Il colpo di scena in consiglio comunale e il blocco degli atti
I dubbi dei cittadini sono tornati con più forza alla luce del consiglio comunale che ha visto un inaspettato colpo di scena: la consigliera comunale Adele Renna non si è presentata e non ha giustificato la sua assenza. Così gli otto punti all’ordine del giorno sono stati respinti per parità di voti, con otto consiglieri a favore e otto contrari. Quanto accaduto ha portato alla mancata approvazione di delibere di vitale importanza per il comune di Capaccio Paestum, come quella sull’assestamento generale di bilancio e quella sulla salvaguardia degli equilibri per l’esercizio 2026.
Il rischio commissariamento e il nodo del nuovo puc
La continuità amministrativa di Capaccio Paestum è dunque assolutamente legata al prossimo consiglio comunale in quanto, qualora non ci fosse la maggioranza numerica come accaduto, per approvare l’assestamento generale di bilancio e la salvaguardia degli equilibri per il 2026, il prefetto avrebbe la facoltà di nominare un commissario ad acta e dare il via all’iter che porterebbe allo scioglimento del consiglio comunale.

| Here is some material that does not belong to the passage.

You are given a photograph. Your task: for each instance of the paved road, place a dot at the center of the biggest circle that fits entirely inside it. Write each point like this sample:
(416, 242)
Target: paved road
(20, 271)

Il sindaco Paolino, all’inizio dell’assemblea, aveva comunicato inoltre la volontà di attivare un procedimento valutativo per capire se i componenti dell’ufficio che da mesi sta lavorando al nuovo Puc siano liberi da eventuali conflitti di interesse. Un’altra questione importante che richiede la massima attenzione mentre la situazione politica di Capaccio Paestum continua ad essere poco stabile. D’ora in poi ogni assenza, ogni voto e ogni posizione assumeranno un peso determinante sulle sorti dell’amministrazione e dell’ente. Si attende il prossimo consiglio comunale per capire se l’amministrazione Paolino continuerà il suo mandato amministrativo.